British security and intelligence agencies, including MI5 (which was not responsible for the attack on Inspire), have made it clear they are deeply concerned about the influence of extreme Islamist and jihadist websites.

But such “website wars” are just the surface of a much bigger threat, British officials say. A much more serious worry surrounds cyber-attacks on government agencies and officials in sensitive jobs.

As US government agencies argue about who should take command – and the Pentagon is fighting back against the CIA – British officials say the UK government is grappling with how to cope with the growing threat.
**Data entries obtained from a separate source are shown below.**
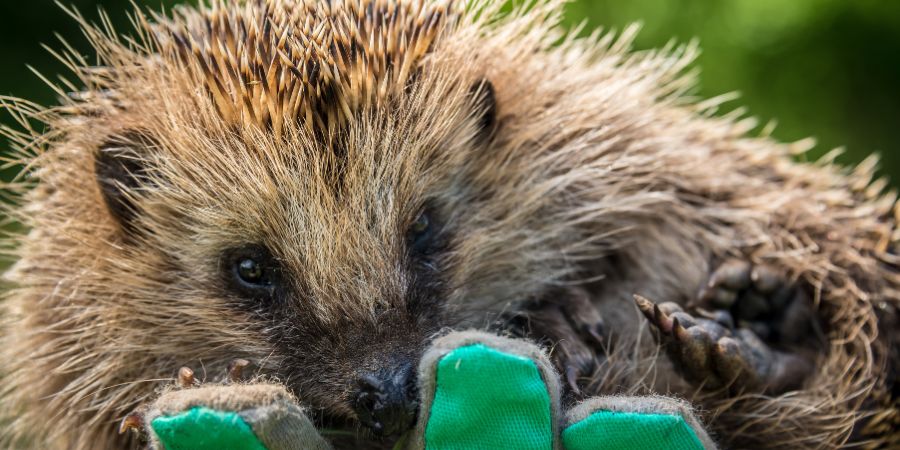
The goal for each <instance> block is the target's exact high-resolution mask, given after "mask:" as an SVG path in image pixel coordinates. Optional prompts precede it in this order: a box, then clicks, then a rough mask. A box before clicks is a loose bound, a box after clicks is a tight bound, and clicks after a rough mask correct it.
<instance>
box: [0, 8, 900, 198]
mask: <svg viewBox="0 0 900 450" xmlns="http://www.w3.org/2000/svg"><path fill="white" fill-rule="evenodd" d="M192 1H196V0H192ZM135 2H136V3H138V4H140V5H145V6H147V7H150V8H154V9H159V8H160V7H161V6H165V7H170V6H171V5H173V4H175V3H178V1H176V0H135ZM63 3H64V4H67V5H73V6H75V7H77V8H78V9H80V10H81V11H82V12H83V13H84V14H85V15H86V16H87V17H88V18H91V19H95V18H96V17H97V7H98V6H102V7H103V8H104V9H105V10H106V11H108V12H109V13H110V15H111V16H112V18H113V19H114V22H116V23H117V24H118V26H119V31H120V32H127V31H129V28H130V26H129V25H128V21H127V16H126V13H127V12H128V11H130V10H131V4H130V2H129V1H127V0H63ZM567 11H568V14H567V17H566V22H567V24H568V25H574V24H577V23H579V22H581V21H587V25H588V26H587V29H588V30H590V29H593V28H596V27H599V26H602V27H605V28H615V29H621V28H622V27H623V26H625V25H627V24H629V23H631V22H634V21H640V22H642V23H643V24H644V29H643V31H642V32H641V34H640V35H639V37H638V39H637V42H636V46H637V47H638V48H650V47H658V46H661V45H664V44H665V43H666V42H667V41H669V40H670V39H673V38H674V39H676V40H677V41H680V42H686V41H688V40H690V39H692V38H694V37H696V38H699V39H700V43H701V46H702V48H703V54H702V56H701V57H700V59H699V61H698V64H697V66H699V67H700V68H701V69H702V76H701V83H702V84H701V88H700V92H699V93H700V94H701V95H703V96H714V95H718V94H722V93H726V92H731V91H739V92H740V93H741V94H742V96H741V99H740V100H738V101H736V102H732V103H730V104H729V106H730V107H732V108H733V107H737V106H747V107H748V108H749V111H750V114H752V115H754V116H756V117H758V118H759V119H760V122H761V123H762V124H765V123H767V122H769V121H770V120H776V121H777V123H778V126H777V128H775V133H774V135H775V136H776V137H778V138H780V139H782V140H789V141H790V140H797V139H800V138H804V137H808V136H813V137H815V138H816V139H817V140H818V142H819V146H818V147H817V149H816V153H819V154H821V153H824V152H826V151H828V150H830V149H832V148H834V147H838V146H845V147H846V148H847V151H848V153H847V155H846V157H845V158H844V161H846V162H853V161H859V160H861V159H862V158H864V157H865V156H866V155H868V154H869V153H872V152H879V153H881V154H882V156H883V168H884V172H885V173H887V174H889V175H895V176H894V178H895V179H894V181H895V184H897V183H896V181H897V179H900V177H897V176H896V175H897V174H900V152H898V150H900V1H893V0H853V1H849V0H581V1H576V2H574V3H573V4H571V5H569V7H568V9H567ZM0 18H2V19H0V20H2V23H3V26H2V27H0V94H3V95H13V96H17V97H22V98H25V99H29V100H32V101H36V102H38V103H40V104H45V105H47V104H53V103H54V102H55V98H54V94H53V93H52V91H51V90H50V88H48V87H47V86H45V85H44V84H43V82H42V81H40V80H39V79H38V77H37V76H36V75H34V74H33V73H31V72H30V71H29V70H28V69H27V68H26V65H30V66H32V67H34V68H35V69H37V70H38V71H40V72H41V73H43V74H44V75H46V76H47V77H48V78H53V77H55V76H56V75H57V74H65V72H66V71H65V68H64V67H63V66H62V64H60V63H59V62H57V61H55V60H54V59H53V57H52V56H50V55H49V53H48V52H46V51H45V50H43V49H42V48H41V45H40V44H41V43H45V44H48V45H50V46H51V47H54V48H59V47H60V45H59V44H58V41H57V40H56V38H55V37H54V33H58V34H60V35H61V36H63V37H65V38H66V39H67V40H68V41H70V42H71V43H72V44H73V45H74V46H75V47H76V48H78V49H79V50H81V51H83V52H84V54H85V55H89V54H90V49H89V48H88V47H87V45H86V42H85V40H84V38H83V36H82V35H81V32H80V31H79V29H78V26H77V24H76V23H75V21H74V20H73V19H71V18H70V17H68V16H67V15H66V14H65V13H64V12H63V10H62V9H61V8H60V7H58V6H57V5H56V4H54V2H53V1H52V0H32V1H30V2H17V1H11V0H6V1H2V2H0ZM3 116H4V117H3V118H2V119H0V120H2V121H3V122H4V123H10V121H9V118H8V117H5V116H6V114H3ZM5 146H6V144H5V143H3V144H0V149H3V148H5Z"/></svg>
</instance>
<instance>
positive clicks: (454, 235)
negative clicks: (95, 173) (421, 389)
mask: <svg viewBox="0 0 900 450" xmlns="http://www.w3.org/2000/svg"><path fill="white" fill-rule="evenodd" d="M447 89H454V90H459V92H455V91H453V92H445V93H444V94H445V96H446V97H445V98H455V100H451V101H449V102H446V103H445V104H444V105H443V108H444V109H443V110H442V111H441V112H440V114H437V113H436V112H435V111H421V110H416V108H415V104H414V103H413V102H409V103H404V102H400V104H398V105H395V106H394V108H393V109H392V110H391V111H390V112H388V113H380V112H375V113H373V114H371V115H370V116H368V117H364V118H360V119H359V120H358V121H356V122H353V123H350V124H348V125H346V128H345V129H344V131H342V132H341V133H340V134H338V135H336V136H333V139H329V140H327V143H323V140H322V139H321V137H320V136H313V135H310V134H307V133H306V130H304V129H303V128H298V129H296V130H294V131H293V132H292V133H288V134H286V135H284V136H274V135H273V134H272V133H269V132H267V131H265V130H261V129H254V128H248V129H245V130H240V131H239V132H234V130H233V129H231V130H229V129H228V128H227V126H226V125H217V124H216V123H212V121H214V120H216V119H215V116H213V115H209V116H203V115H201V116H200V119H198V121H197V122H195V123H192V122H191V120H190V119H192V117H189V116H184V117H178V116H176V115H173V113H172V112H171V111H168V112H166V118H167V119H169V120H166V121H159V122H153V121H152V120H150V121H144V129H139V130H138V129H130V130H128V131H124V132H123V131H118V132H116V133H114V137H112V138H108V139H107V141H106V143H105V144H103V145H101V146H100V149H99V152H98V153H97V159H96V163H95V167H96V174H97V176H98V180H99V186H100V187H101V192H102V194H103V198H104V200H105V203H106V206H107V210H108V211H109V212H110V216H111V217H113V218H114V219H115V221H116V222H118V225H119V227H118V228H119V230H120V231H119V232H120V233H121V234H122V236H123V242H124V243H125V247H126V249H128V250H127V251H129V252H134V253H135V254H137V255H141V256H133V257H132V258H131V260H132V261H135V263H133V264H137V265H140V266H141V267H140V268H136V267H135V266H134V265H132V266H131V267H130V268H129V269H128V270H129V271H132V272H134V271H137V272H140V273H153V274H154V281H152V282H149V281H148V282H149V283H151V284H149V285H148V286H147V290H149V291H153V290H156V291H157V292H143V293H136V294H134V295H146V296H155V297H159V295H160V291H159V290H160V289H162V290H164V291H165V292H166V294H165V295H166V297H167V300H165V301H164V302H163V303H164V304H160V306H159V307H160V308H169V310H170V311H172V313H173V314H179V315H182V314H183V317H184V319H183V320H185V321H190V322H191V330H192V337H193V339H192V344H193V345H194V347H191V345H190V344H184V345H182V347H183V348H184V349H185V353H186V354H190V355H196V358H198V359H200V358H202V359H203V360H204V361H205V362H206V363H207V364H208V363H209V358H211V357H212V356H210V355H217V354H220V353H221V352H224V351H226V350H228V349H229V348H230V350H231V351H232V352H233V353H232V355H231V357H245V358H248V359H251V358H252V359H254V361H255V362H257V363H258V364H259V366H260V367H261V368H262V369H263V372H264V373H269V374H272V375H274V376H276V377H277V378H278V379H280V380H281V381H283V382H285V383H286V384H287V385H288V386H290V387H291V388H292V389H294V391H295V393H296V394H297V395H298V397H299V398H300V399H301V401H302V402H303V403H304V404H306V405H308V406H310V407H312V408H314V409H319V410H320V412H322V413H323V414H322V416H325V417H328V418H336V419H350V420H354V419H358V420H359V421H360V422H361V423H363V424H364V425H366V426H368V427H369V428H371V429H372V430H373V431H375V432H376V433H378V434H386V435H387V434H395V433H396V432H399V431H403V430H405V429H406V428H408V427H409V426H411V424H412V420H413V418H414V417H415V411H416V405H415V400H416V395H415V392H414V391H415V386H414V384H415V371H416V367H417V364H418V360H419V357H420V355H421V354H422V352H423V350H424V348H425V347H426V346H427V345H428V343H429V341H430V339H432V338H433V337H434V336H435V335H436V334H437V333H439V332H440V331H441V329H442V328H443V327H446V326H450V325H453V322H452V320H451V318H450V316H451V313H450V311H448V309H447V308H446V303H447V302H446V299H447V297H448V295H449V292H450V291H451V290H453V289H454V287H453V283H452V280H451V278H452V276H451V273H452V269H453V264H454V256H453V255H454V245H455V239H456V237H457V229H456V224H457V223H458V222H459V221H460V213H464V211H460V210H459V208H455V205H457V204H458V203H459V202H460V197H461V196H465V195H469V194H466V192H465V191H466V189H465V188H463V187H460V186H461V184H465V182H463V181H461V179H462V178H464V173H463V172H464V169H463V168H464V167H467V166H466V164H465V161H466V160H467V159H469V158H471V155H472V154H473V152H475V151H482V150H483V148H481V147H484V146H485V145H486V142H487V141H488V140H489V136H490V133H492V131H493V129H494V119H493V114H494V111H495V108H494V99H493V89H492V88H491V87H490V84H489V83H485V82H483V81H478V82H476V83H475V85H474V87H472V88H464V89H460V88H457V87H452V86H448V87H447ZM429 102H430V100H429ZM173 117H175V119H176V120H172V118H173ZM438 120H439V121H441V126H440V128H439V131H434V132H432V133H422V134H419V135H417V134H415V133H414V132H413V131H414V130H415V129H429V128H431V129H436V127H435V123H433V122H432V123H429V122H428V121H438ZM204 121H207V122H205V123H204ZM217 127H220V128H218V129H217ZM409 127H412V130H410V129H409ZM211 130H213V131H212V132H211ZM436 130H437V129H436ZM138 260H139V261H138ZM157 277H158V278H157ZM145 281H147V280H145ZM229 327H235V328H240V329H241V331H246V332H248V333H244V336H245V337H246V336H251V337H249V338H247V340H246V341H244V342H238V341H237V340H231V341H228V340H224V339H223V337H222V336H223V328H225V329H227V328H229ZM229 331H233V330H229ZM248 353H249V354H248ZM222 363H227V361H222Z"/></svg>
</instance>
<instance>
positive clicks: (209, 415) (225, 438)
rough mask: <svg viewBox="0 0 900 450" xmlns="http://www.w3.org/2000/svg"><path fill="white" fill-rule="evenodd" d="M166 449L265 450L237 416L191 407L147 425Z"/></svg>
mask: <svg viewBox="0 0 900 450" xmlns="http://www.w3.org/2000/svg"><path fill="white" fill-rule="evenodd" d="M151 426H152V427H153V431H154V432H155V433H156V436H157V437H159V440H160V442H162V444H163V445H164V446H165V448H166V450H192V449H213V448H219V449H232V450H266V447H265V446H263V445H262V443H261V442H260V441H259V439H258V438H257V437H256V435H255V434H253V430H251V429H250V426H249V425H247V423H246V422H244V419H242V418H241V416H239V415H238V414H237V413H234V412H222V411H215V410H212V409H209V408H204V407H199V406H198V407H195V408H191V409H189V410H188V411H187V412H184V413H182V414H178V415H175V416H163V417H157V418H155V419H153V421H152V422H151Z"/></svg>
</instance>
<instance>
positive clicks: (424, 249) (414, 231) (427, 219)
mask: <svg viewBox="0 0 900 450" xmlns="http://www.w3.org/2000/svg"><path fill="white" fill-rule="evenodd" d="M433 237H434V225H433V224H432V221H431V217H430V215H429V214H428V211H423V212H422V213H421V214H419V216H418V217H417V218H416V220H415V221H414V222H413V223H412V224H411V225H410V226H409V237H408V239H409V244H410V248H412V250H413V251H415V252H418V253H423V252H427V250H428V249H429V248H430V247H431V241H432V239H433Z"/></svg>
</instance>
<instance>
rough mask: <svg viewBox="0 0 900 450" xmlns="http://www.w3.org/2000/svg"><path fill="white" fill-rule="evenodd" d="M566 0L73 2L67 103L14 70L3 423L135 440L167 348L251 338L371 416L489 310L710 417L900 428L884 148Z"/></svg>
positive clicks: (889, 436)
mask: <svg viewBox="0 0 900 450" xmlns="http://www.w3.org/2000/svg"><path fill="white" fill-rule="evenodd" d="M563 3H564V2H563V1H562V0H534V1H526V2H522V3H519V4H516V5H513V7H512V8H508V7H507V6H506V5H505V2H502V1H491V0H471V1H469V2H458V1H457V2H454V1H439V0H435V1H432V0H333V1H327V2H323V1H317V0H209V1H208V2H201V4H200V5H198V6H193V7H191V6H182V7H178V8H175V9H174V10H173V11H171V12H170V13H148V12H144V11H142V10H136V11H135V12H134V13H133V16H132V18H133V24H134V32H133V33H131V34H130V35H129V36H128V37H121V36H119V35H118V34H117V32H116V31H115V30H114V29H113V27H112V26H111V24H110V21H109V19H108V18H107V17H106V16H105V15H101V21H100V23H99V24H90V23H88V21H87V20H85V19H84V18H83V17H82V16H80V15H79V14H78V13H77V12H75V11H70V12H71V13H72V15H73V16H74V17H75V18H76V19H77V20H79V21H80V22H81V23H82V25H83V27H84V30H85V33H86V35H87V36H88V38H89V40H90V42H91V44H92V45H93V48H94V49H96V51H97V54H98V60H97V62H96V63H89V62H88V61H86V60H85V59H84V58H83V57H82V56H80V55H79V54H78V53H77V52H75V51H74V50H72V47H71V46H68V44H65V43H63V47H64V48H65V49H64V51H62V52H59V53H57V54H58V56H59V58H60V59H61V60H63V61H64V62H66V64H67V65H68V66H69V67H70V69H71V70H72V71H73V73H74V74H75V76H76V78H77V80H75V81H65V80H64V81H63V82H62V83H61V84H60V85H58V86H55V88H56V90H57V93H58V94H59V96H60V97H61V100H60V104H59V105H58V106H53V107H41V106H39V105H35V104H33V103H30V102H28V101H25V100H21V99H14V98H6V97H4V98H3V99H2V100H3V104H4V106H5V109H6V110H7V111H8V112H9V113H10V114H11V115H12V116H13V117H14V118H15V119H17V121H18V123H19V125H20V126H19V127H16V128H4V130H3V134H4V135H5V136H6V137H7V138H8V140H9V141H10V142H11V147H12V150H11V153H10V155H11V156H9V161H11V163H13V164H20V166H21V167H22V169H21V172H20V173H19V175H18V176H17V177H16V178H15V179H14V180H13V181H11V182H9V183H8V184H7V185H6V189H5V192H6V194H7V197H9V199H10V202H9V203H10V205H11V206H9V207H8V210H7V211H6V213H7V214H8V217H9V218H10V220H11V221H14V222H16V223H19V224H21V226H20V227H7V229H8V230H24V231H9V233H10V236H9V237H8V238H7V239H6V240H5V241H4V242H5V248H6V249H7V252H6V253H7V254H9V255H10V256H11V258H12V259H13V260H14V264H13V265H12V266H11V268H10V269H9V270H8V272H7V273H6V280H7V281H8V283H9V284H10V287H9V289H8V290H7V291H6V292H5V294H4V296H5V299H4V301H3V303H2V305H3V313H2V318H3V319H2V320H3V328H2V338H0V340H2V345H0V354H2V357H3V359H4V361H6V362H5V363H4V364H3V366H2V369H0V372H2V375H0V376H2V382H0V383H2V384H0V386H2V387H0V402H2V407H0V411H2V413H0V414H2V415H3V417H2V419H0V423H2V424H3V429H4V433H3V436H2V437H0V442H2V443H3V444H5V445H6V446H9V447H15V446H36V447H42V448H75V449H81V448H93V449H96V448H139V447H140V446H142V445H144V444H143V443H142V442H141V439H140V437H139V436H137V435H134V434H127V433H126V434H124V435H120V434H119V433H117V428H118V423H119V421H120V420H121V419H122V418H123V417H126V416H127V415H128V414H129V412H130V411H132V410H135V409H136V408H139V407H140V406H141V405H144V404H147V403H148V402H150V401H152V400H153V399H154V398H155V396H156V395H158V393H159V392H160V390H161V389H163V388H164V387H165V386H166V385H168V384H170V383H171V382H172V380H173V378H174V375H175V374H176V373H177V371H178V368H179V367H182V366H189V367H193V368H194V370H195V373H197V374H199V376H200V377H202V378H203V379H204V380H213V381H214V375H213V374H216V373H222V372H224V371H225V370H226V369H227V367H228V365H229V364H230V363H231V361H234V360H235V359H237V358H240V359H242V360H246V361H247V362H249V363H251V364H252V367H253V377H254V378H253V379H254V380H261V379H264V380H269V381H274V382H278V383H280V384H282V385H283V386H285V387H286V388H287V389H288V390H289V391H290V392H291V393H293V394H294V395H296V396H297V398H298V399H300V401H301V402H302V404H303V405H304V406H305V407H308V408H310V411H312V412H313V416H314V419H315V421H316V422H317V423H318V424H319V425H320V426H321V427H322V428H325V429H338V430H346V431H349V432H350V434H352V435H355V436H357V437H355V438H354V443H352V444H348V445H350V446H351V447H352V446H364V447H372V448H375V447H379V446H385V445H390V443H391V437H392V436H396V435H397V434H399V433H402V432H403V431H404V430H405V429H408V428H409V427H410V426H411V423H412V420H413V419H412V417H411V416H412V415H414V414H415V413H414V411H415V405H414V402H415V395H414V392H415V386H414V384H415V383H414V381H412V380H411V379H410V378H411V376H410V373H411V370H410V367H413V366H414V365H415V364H416V361H417V360H418V358H419V356H420V355H421V353H422V351H423V349H424V348H426V347H427V345H428V343H429V342H431V341H432V340H433V339H434V338H435V337H437V336H440V335H442V334H444V333H446V332H447V331H448V330H455V329H467V328H481V329H488V330H493V331H494V332H497V333H501V334H508V335H512V336H519V337H521V338H523V339H532V340H535V341H537V342H540V343H542V344H543V345H546V346H547V348H548V349H549V350H550V352H551V356H552V358H553V359H554V362H555V364H556V365H557V367H558V370H559V371H560V373H561V374H562V375H563V379H564V380H565V381H566V383H565V384H567V385H568V387H567V389H566V394H565V396H566V399H567V400H566V401H567V402H570V403H574V402H577V401H579V399H581V398H584V397H585V396H589V395H598V394H664V395H672V396H677V397H681V398H684V399H687V400H688V401H689V402H691V404H692V405H693V406H694V407H696V408H697V410H698V411H699V413H700V416H701V417H702V419H703V420H704V422H705V423H706V425H707V426H708V428H709V430H710V431H711V433H712V435H713V436H714V438H715V439H716V440H717V442H718V443H720V444H721V445H722V446H724V447H726V448H792V449H801V448H837V447H842V446H855V447H861V448H879V447H882V448H888V447H892V448H896V446H897V445H900V438H898V431H897V430H898V429H900V427H898V423H900V422H898V417H900V414H898V408H900V407H898V400H897V392H898V389H897V385H896V374H897V371H898V367H900V364H898V359H900V358H898V339H900V338H898V335H900V334H898V333H897V332H896V329H897V326H898V313H897V310H898V307H900V258H898V254H897V251H896V250H897V247H896V242H897V241H898V239H900V231H898V228H897V222H898V217H900V214H898V209H897V208H896V207H895V200H896V192H894V191H890V190H889V189H887V186H888V183H887V181H885V180H883V179H875V176H874V174H875V172H876V166H877V159H876V158H874V157H873V158H869V159H867V160H865V161H864V162H863V163H861V164H859V165H858V166H856V167H852V168H847V167H843V166H840V165H838V164H837V163H835V157H836V156H837V152H832V153H830V154H828V155H827V156H825V157H823V158H821V159H818V160H815V161H812V162H800V159H801V158H799V156H802V155H804V154H805V153H806V152H807V151H808V150H810V149H811V148H812V142H811V141H810V140H803V141H800V142H794V143H782V142H779V141H777V140H775V139H774V138H772V137H771V136H770V135H769V134H768V132H763V133H761V134H760V133H758V132H756V131H754V130H756V122H755V121H754V120H753V119H752V118H748V117H746V116H745V115H744V113H743V112H742V111H741V110H737V111H734V112H730V113H719V109H721V107H722V105H723V103H724V102H725V101H727V100H728V98H727V97H719V98H714V99H709V100H703V99H698V98H696V96H695V95H694V92H695V91H694V89H695V86H696V75H695V73H694V72H693V71H692V70H691V69H690V67H691V64H692V62H693V60H694V59H695V56H696V55H697V51H698V50H697V45H696V44H693V43H689V44H686V45H675V44H673V45H669V46H666V47H664V48H662V49H659V50H651V51H635V50H633V49H632V48H631V42H632V40H633V37H634V35H635V34H636V32H637V28H636V27H629V28H626V29H625V30H624V31H622V32H621V33H618V32H615V31H608V32H604V31H597V32H595V33H593V34H590V35H588V36H586V37H583V35H582V34H581V33H579V30H577V29H576V30H572V31H567V30H565V29H564V28H563V27H562V26H561V24H560V22H561V15H562V10H563V6H564V5H563ZM37 123H40V124H41V125H40V126H37V125H36V124H37ZM250 382H253V381H250ZM372 391H377V392H381V393H385V395H386V397H387V398H388V399H387V400H386V401H385V402H384V403H385V405H386V406H384V405H383V406H384V408H381V407H379V408H381V409H378V408H374V407H372V405H368V404H366V403H365V402H360V401H358V400H359V398H360V394H361V392H372ZM345 434H346V433H345Z"/></svg>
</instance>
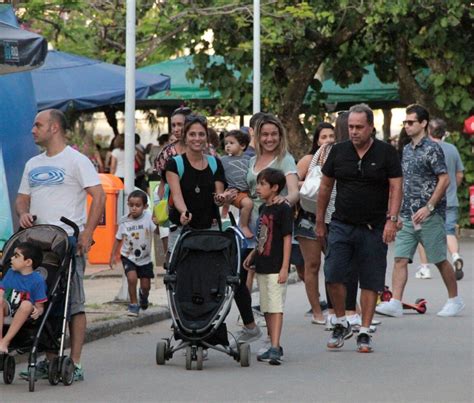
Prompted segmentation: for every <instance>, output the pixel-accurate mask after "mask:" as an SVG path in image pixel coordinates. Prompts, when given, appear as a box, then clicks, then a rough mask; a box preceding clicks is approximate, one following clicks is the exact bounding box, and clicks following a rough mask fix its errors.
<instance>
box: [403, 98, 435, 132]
mask: <svg viewBox="0 0 474 403" xmlns="http://www.w3.org/2000/svg"><path fill="white" fill-rule="evenodd" d="M405 112H406V114H407V115H410V114H412V113H415V114H416V118H417V119H418V122H419V123H421V122H423V120H426V128H427V127H428V123H429V121H430V113H429V112H428V110H427V109H426V108H425V107H424V106H422V105H420V104H411V105H408V106H407V109H406V110H405ZM426 128H425V129H426Z"/></svg>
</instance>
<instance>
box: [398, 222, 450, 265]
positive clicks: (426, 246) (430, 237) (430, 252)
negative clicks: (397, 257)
mask: <svg viewBox="0 0 474 403" xmlns="http://www.w3.org/2000/svg"><path fill="white" fill-rule="evenodd" d="M444 226H445V223H444V222H443V218H442V217H441V216H440V215H439V214H436V213H435V214H433V215H430V216H429V217H428V218H427V219H426V220H425V221H423V222H422V223H421V230H419V231H415V229H414V228H413V223H412V221H411V220H410V219H405V220H404V221H403V228H402V229H401V230H400V231H398V232H397V237H396V238H395V257H396V258H397V257H398V258H404V259H408V261H409V262H410V263H413V256H414V255H415V253H416V248H417V246H418V244H419V243H421V244H422V245H423V247H424V248H425V252H426V257H427V258H428V263H434V264H436V263H440V262H442V261H443V260H446V254H447V244H446V232H445V228H444Z"/></svg>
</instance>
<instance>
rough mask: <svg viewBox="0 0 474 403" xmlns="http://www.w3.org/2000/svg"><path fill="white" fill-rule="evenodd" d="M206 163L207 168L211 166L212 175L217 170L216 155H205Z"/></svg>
mask: <svg viewBox="0 0 474 403" xmlns="http://www.w3.org/2000/svg"><path fill="white" fill-rule="evenodd" d="M206 158H207V163H208V164H209V168H211V171H212V174H213V175H214V174H215V173H216V172H217V160H216V157H214V156H212V155H206Z"/></svg>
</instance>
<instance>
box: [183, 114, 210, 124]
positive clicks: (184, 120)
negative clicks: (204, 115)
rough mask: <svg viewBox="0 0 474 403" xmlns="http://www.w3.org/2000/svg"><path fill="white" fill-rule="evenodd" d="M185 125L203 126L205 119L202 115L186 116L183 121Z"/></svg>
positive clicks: (205, 119) (189, 115)
mask: <svg viewBox="0 0 474 403" xmlns="http://www.w3.org/2000/svg"><path fill="white" fill-rule="evenodd" d="M184 122H185V123H196V122H197V123H201V124H203V125H207V119H206V117H205V116H202V115H188V116H186V118H185V119H184Z"/></svg>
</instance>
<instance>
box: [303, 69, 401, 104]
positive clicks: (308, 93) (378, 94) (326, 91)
mask: <svg viewBox="0 0 474 403" xmlns="http://www.w3.org/2000/svg"><path fill="white" fill-rule="evenodd" d="M365 69H366V70H367V73H366V74H364V76H363V77H362V80H361V81H360V82H358V83H356V84H351V85H349V86H347V87H345V88H343V87H341V86H339V85H337V84H336V82H335V81H334V80H333V79H327V80H324V81H323V85H322V88H321V93H323V94H325V95H326V98H325V99H324V103H325V104H326V106H327V107H328V109H329V110H337V109H339V110H341V109H348V108H349V107H350V106H351V105H354V104H357V103H360V102H364V103H367V104H369V105H370V106H371V107H372V108H374V109H390V108H395V107H399V106H401V103H400V95H399V93H398V84H397V83H388V84H386V83H382V82H381V81H380V80H379V78H378V77H377V75H376V74H375V70H374V65H373V64H371V65H368V66H366V67H365ZM313 93H314V91H313V90H312V89H311V88H310V89H309V90H308V93H307V94H306V100H305V105H309V103H310V100H311V96H312V94H313Z"/></svg>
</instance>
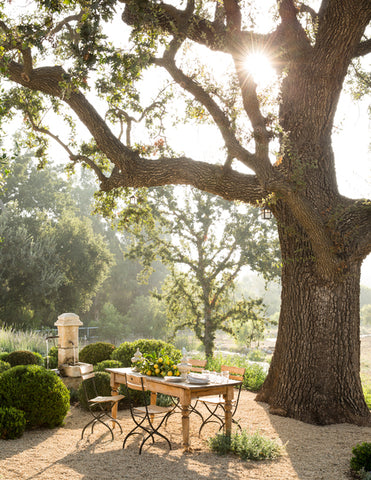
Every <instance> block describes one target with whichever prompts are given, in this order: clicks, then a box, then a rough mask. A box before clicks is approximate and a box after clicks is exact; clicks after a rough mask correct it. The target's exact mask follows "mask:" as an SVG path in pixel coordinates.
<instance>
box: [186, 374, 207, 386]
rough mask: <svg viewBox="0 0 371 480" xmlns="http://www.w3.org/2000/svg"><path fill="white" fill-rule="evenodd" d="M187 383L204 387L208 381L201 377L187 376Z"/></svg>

GCHQ, staffed by encoders and eavesdroppers, has the expertise to defend British agencies and attack hostile ones.

The Ministry of Defence, supported by a new Cyber Operations Group, has a clear interest. So does the Department for Business, Innovation and Skills because private industry must be intimately involved in the battle against cyber-attacks despite potential disputes about competition and intellectual property rights, officials say.

British officials said different government agencies and departments would conduct their cyber operations separately and would be co-ordinated by the Office of Cyber Security and Information Assurance in the Cabinet Office in the heart of Whitehall.

Lieutenant General Rhett Hernandez, head of the US army’s cyber command, told a land warfare conference in London on Thursday, organised by the Royal United Services Institute, that a “world-class cyber warrior force” was being built up.

US state department co-ordinator for cyber issues, Christopher Painter, said on Wednesday that America faced potential threats in cyberspace from freelance hackers, militants and potentially rival states.

Diplomacy and policy were only just beginning to catch up with technology, he said. “Cyber-security is now a policy imperative,” he told Reuters news agency.

Earlier this week, his employer, the US department of defence, announced it was rewriting its military rule book to make cyber-attacks a possible act of war.

A US official was quoted as saying: “If you shut down our power grid, maybe we will put a missile down one of your smokestacks.”

British and US defence and security officials made plain on Thursday that the central problem was how to identify cyber-attackers.